Friday, 10 July 2009

Urumqi Riots in Xinjiang, China

This past week, I have been observing the violent riots that have taken place in the Xinjiang province, north eastern China; where the two dominant ethnic groups - Uyghur and Han, have fiercely clashed causing blood baths that have lasted days.

The Uyghurs are the indigenous people of Xinjiang and have been settled in the north eastern parts of China for centuries; the Hans are the majority ethnic group in the whole of China.
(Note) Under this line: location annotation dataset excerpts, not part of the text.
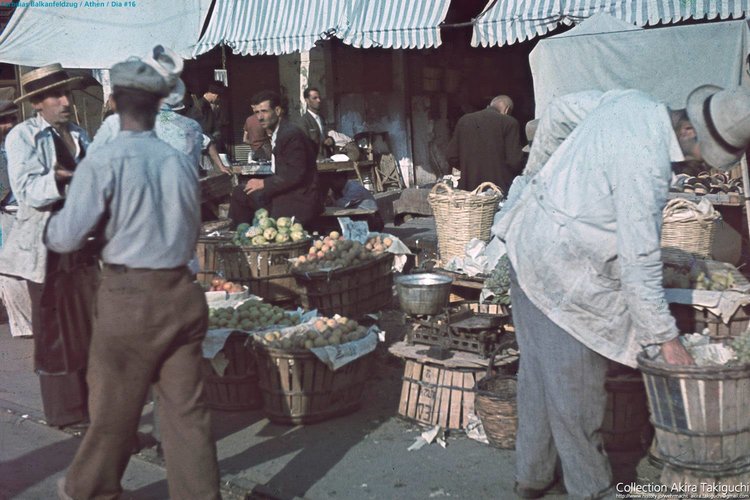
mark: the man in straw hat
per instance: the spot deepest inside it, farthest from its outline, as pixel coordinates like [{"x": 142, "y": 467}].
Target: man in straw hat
[
  {"x": 584, "y": 243},
  {"x": 42, "y": 153},
  {"x": 13, "y": 291},
  {"x": 151, "y": 313}
]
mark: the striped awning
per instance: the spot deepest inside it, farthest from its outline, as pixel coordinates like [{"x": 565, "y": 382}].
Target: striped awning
[
  {"x": 509, "y": 21},
  {"x": 271, "y": 27},
  {"x": 397, "y": 24}
]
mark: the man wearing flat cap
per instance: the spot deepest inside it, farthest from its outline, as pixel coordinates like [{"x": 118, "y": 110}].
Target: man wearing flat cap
[
  {"x": 583, "y": 239},
  {"x": 144, "y": 196},
  {"x": 42, "y": 153}
]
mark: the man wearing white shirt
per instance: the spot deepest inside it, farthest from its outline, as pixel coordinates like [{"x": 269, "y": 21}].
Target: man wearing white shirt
[{"x": 312, "y": 122}]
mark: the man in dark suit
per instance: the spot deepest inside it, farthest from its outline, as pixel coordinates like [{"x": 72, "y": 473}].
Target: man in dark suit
[
  {"x": 486, "y": 146},
  {"x": 313, "y": 124},
  {"x": 293, "y": 189}
]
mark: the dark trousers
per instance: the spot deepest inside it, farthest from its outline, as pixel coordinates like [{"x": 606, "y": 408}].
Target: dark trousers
[
  {"x": 561, "y": 404},
  {"x": 64, "y": 396},
  {"x": 148, "y": 330}
]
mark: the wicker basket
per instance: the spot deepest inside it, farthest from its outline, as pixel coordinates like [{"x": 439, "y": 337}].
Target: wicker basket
[
  {"x": 266, "y": 269},
  {"x": 495, "y": 405},
  {"x": 297, "y": 388},
  {"x": 461, "y": 216},
  {"x": 684, "y": 239},
  {"x": 352, "y": 291},
  {"x": 238, "y": 388}
]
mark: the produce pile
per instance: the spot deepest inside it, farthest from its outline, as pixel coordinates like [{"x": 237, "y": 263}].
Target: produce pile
[
  {"x": 335, "y": 252},
  {"x": 266, "y": 230},
  {"x": 741, "y": 346},
  {"x": 498, "y": 282},
  {"x": 696, "y": 278},
  {"x": 219, "y": 284},
  {"x": 251, "y": 315},
  {"x": 709, "y": 183},
  {"x": 324, "y": 331}
]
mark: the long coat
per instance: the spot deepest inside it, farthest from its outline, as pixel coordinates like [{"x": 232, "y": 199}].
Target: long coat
[
  {"x": 487, "y": 147},
  {"x": 31, "y": 158},
  {"x": 293, "y": 189}
]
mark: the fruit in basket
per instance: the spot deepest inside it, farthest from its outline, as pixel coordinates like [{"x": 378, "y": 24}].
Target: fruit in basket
[
  {"x": 319, "y": 334},
  {"x": 252, "y": 315},
  {"x": 270, "y": 234}
]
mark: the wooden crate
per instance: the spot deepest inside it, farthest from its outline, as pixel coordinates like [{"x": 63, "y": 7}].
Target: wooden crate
[
  {"x": 435, "y": 395},
  {"x": 693, "y": 319},
  {"x": 208, "y": 256},
  {"x": 297, "y": 388},
  {"x": 237, "y": 388},
  {"x": 352, "y": 291},
  {"x": 266, "y": 270}
]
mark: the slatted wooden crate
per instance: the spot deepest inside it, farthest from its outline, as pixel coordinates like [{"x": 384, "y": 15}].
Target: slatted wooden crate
[
  {"x": 237, "y": 388},
  {"x": 298, "y": 388},
  {"x": 435, "y": 395}
]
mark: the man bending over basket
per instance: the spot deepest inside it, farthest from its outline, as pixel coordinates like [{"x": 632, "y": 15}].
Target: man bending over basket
[{"x": 584, "y": 243}]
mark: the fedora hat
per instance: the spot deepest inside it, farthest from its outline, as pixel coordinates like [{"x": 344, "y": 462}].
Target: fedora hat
[
  {"x": 46, "y": 78},
  {"x": 722, "y": 123}
]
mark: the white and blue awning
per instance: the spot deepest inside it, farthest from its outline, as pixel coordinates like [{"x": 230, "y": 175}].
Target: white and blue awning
[
  {"x": 396, "y": 24},
  {"x": 277, "y": 27},
  {"x": 509, "y": 21},
  {"x": 271, "y": 27}
]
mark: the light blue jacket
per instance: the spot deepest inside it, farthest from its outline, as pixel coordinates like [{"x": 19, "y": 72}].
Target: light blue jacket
[
  {"x": 31, "y": 158},
  {"x": 584, "y": 236}
]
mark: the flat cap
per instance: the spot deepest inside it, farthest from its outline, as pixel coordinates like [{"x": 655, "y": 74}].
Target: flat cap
[{"x": 136, "y": 74}]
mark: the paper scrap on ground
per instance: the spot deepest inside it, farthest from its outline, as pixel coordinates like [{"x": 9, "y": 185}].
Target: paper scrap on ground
[{"x": 434, "y": 434}]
From my understanding of what's been going on, the Uyghurs have for a while, felt threatened by the Han's growing presence in their indigenous state of Xinjiang. The number of Han's residing in the state has more than tripled from the early 1900's as the region developed enormously in the manufacturing sector. Many Uyghurs feel disgruntled about not prospering with the development of the state capital -Urumqi, and feel that the Government has not done enough for them to prosper both economically and politically in the economic boom.

The more immediate causes for the Urumqi riots seems to have manifested from this long history of mistrust between the two ethnic groups. Reports covering the reasons behind the riots breaking out are still unclear: two Uyghur factory worker deaths and the rape of a Han woman seem to be the two most common stories.

Whatever the immediate cause, things do not look good for the people living in Urumqi. Uyghur and Han people in their thousands are fleeing for their lives, leaving behind everything in the need of safety.

Angry Uyghur women have been compelled to protest on the streets, carrying pcitures of their husbands/sons/brothers/fathers as they fight for their voices to be heard, hoping to be reunited with their loved ones.

Pictures of Han men, strolling through Urumqi streets with cleaver's in hand, are all over the 'net. This particular picture sent a shiver down my spine >>
Tension between the Uyghurs and the rest of China isn't something new. Many Uyghurs in the past have held a very pro-separatist attitude and have fought for their Independence to live in their own state, Turkmenistan; and although they succeeded in doing so, this success was very short lived as the Chinese Government dissolved the newly independent state, merging the Xinjiang province with China.

I just hope things settle down very soon as although the army's presence does seem to have brought a sense of calm amongst the riots, I doubt things will ever be the same again.